Niger : un activiste emprisonné pour contestation du régime actuel
Un militant de la société civile derrière les barreaux à Niamey
Nassirou Bodo a été incarcéré à la maison d’arrêt de Niamey après sa présentation au parquet, comme l’a confirmé une personnalité influente de la société civile nigérienne. Cette détention fait suite à une garde à vue prolongée dans les locaux de la police nationale.
Les motifs de l’arrestation restent flous
Kaka Touda, une figure reconnue de la société civile, a relayé l’information sur les réseaux sociaux sans préciser les charges exactes pesant sur l’activiste. Les autorités judiciaires n’ont pas encore communiqué officiellement sur ce dossier.
D’après les informations émanant d’un quotidien privé, Nassirou Bodo serait poursuivi pour « diffusion de données susceptibles de perturber l’ordre public ». Cette accusation intervient dans un contexte où les voix dissidentes se multiplient au Niger.
Un appel à la mobilisation populaire contesté
Quelques jours avant son interpellation, Nassirou Bodo avait appelé les citoyens à organiser des mouvements de protestation contre les politiques répressives de l’État. Dans un message publié en ligne, il dénonçait notamment « la violence structurelle exercée contre les populations », avec une durée de contestation prévue sur un an, renouvelable à partir du 1er juin.
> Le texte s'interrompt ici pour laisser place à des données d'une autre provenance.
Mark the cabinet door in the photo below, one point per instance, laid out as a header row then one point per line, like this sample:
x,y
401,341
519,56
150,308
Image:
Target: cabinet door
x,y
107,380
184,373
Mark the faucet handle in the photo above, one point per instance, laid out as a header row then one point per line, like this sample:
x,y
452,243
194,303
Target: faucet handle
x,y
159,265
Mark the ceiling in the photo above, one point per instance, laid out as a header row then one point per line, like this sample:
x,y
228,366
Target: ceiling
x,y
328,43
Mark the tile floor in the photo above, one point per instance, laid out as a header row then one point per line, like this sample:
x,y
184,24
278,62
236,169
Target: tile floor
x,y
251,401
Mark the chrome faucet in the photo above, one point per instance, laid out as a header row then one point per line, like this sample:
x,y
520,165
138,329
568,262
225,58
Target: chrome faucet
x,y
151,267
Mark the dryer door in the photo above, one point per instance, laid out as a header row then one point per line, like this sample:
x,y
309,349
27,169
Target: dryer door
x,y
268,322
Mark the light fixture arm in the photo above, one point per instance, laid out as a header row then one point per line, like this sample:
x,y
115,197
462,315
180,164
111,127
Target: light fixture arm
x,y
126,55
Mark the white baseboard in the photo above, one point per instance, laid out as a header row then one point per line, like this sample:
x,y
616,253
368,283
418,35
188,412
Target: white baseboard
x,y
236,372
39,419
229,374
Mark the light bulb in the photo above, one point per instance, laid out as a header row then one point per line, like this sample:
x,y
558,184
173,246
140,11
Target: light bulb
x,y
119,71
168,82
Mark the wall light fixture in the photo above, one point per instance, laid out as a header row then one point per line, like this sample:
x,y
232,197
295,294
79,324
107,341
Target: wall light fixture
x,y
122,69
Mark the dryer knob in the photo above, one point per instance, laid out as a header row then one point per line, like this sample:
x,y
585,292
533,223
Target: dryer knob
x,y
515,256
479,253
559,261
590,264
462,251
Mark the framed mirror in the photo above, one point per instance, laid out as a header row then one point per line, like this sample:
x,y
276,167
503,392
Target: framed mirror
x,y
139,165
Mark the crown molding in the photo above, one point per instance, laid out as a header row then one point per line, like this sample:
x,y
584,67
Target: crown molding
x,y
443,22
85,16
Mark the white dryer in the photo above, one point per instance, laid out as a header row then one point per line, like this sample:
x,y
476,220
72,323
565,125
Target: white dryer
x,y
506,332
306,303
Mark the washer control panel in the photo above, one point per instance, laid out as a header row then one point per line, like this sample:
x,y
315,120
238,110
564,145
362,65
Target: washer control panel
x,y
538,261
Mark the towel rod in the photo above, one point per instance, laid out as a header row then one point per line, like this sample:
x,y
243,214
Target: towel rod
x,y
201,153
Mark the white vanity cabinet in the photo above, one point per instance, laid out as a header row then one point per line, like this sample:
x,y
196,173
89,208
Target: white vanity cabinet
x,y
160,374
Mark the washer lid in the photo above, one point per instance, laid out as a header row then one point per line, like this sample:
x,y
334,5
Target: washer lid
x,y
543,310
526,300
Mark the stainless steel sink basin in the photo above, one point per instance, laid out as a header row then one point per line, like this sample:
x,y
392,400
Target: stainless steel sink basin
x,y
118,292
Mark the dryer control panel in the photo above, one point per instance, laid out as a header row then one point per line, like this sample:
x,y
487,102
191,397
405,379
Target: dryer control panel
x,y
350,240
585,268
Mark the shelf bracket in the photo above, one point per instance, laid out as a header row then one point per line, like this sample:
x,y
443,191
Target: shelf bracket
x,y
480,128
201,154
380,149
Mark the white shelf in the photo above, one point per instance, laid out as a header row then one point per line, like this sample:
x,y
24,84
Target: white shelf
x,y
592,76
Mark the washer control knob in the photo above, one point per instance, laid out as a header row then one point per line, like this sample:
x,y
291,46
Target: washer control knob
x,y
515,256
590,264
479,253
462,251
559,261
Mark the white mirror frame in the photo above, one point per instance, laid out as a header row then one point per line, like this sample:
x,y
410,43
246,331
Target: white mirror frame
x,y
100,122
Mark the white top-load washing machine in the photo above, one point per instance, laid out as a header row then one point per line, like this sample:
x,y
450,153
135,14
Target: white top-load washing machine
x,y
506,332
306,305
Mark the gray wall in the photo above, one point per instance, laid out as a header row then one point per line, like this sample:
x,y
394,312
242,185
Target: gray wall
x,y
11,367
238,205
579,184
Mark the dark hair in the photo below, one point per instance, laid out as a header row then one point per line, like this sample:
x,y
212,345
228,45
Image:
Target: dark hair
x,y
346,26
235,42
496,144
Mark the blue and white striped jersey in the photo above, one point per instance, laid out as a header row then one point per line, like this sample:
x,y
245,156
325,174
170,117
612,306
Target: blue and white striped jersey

Parmi les griefs soulevés, l’activiste pointait du doigt « l’insécurité endémique dans plusieurs régions » ainsi que « les expulsions forcées de résidents autour de l’aéroport de Niamey », encore en cours après l’attaque terroriste du 29 janvier revendiquée par l’État islamique au Sahel.
Les autorités justifient les mesures par la lutte antiterroriste
Les démolitions ciblant les habitations jugées « illégalement construites » sont présentées comme une mesure de prévention contre le « risque terroriste ». Une justification qui s’inscrit dans la stratégie sécuritaire adoptée par le gouvernement depuis plusieurs mois.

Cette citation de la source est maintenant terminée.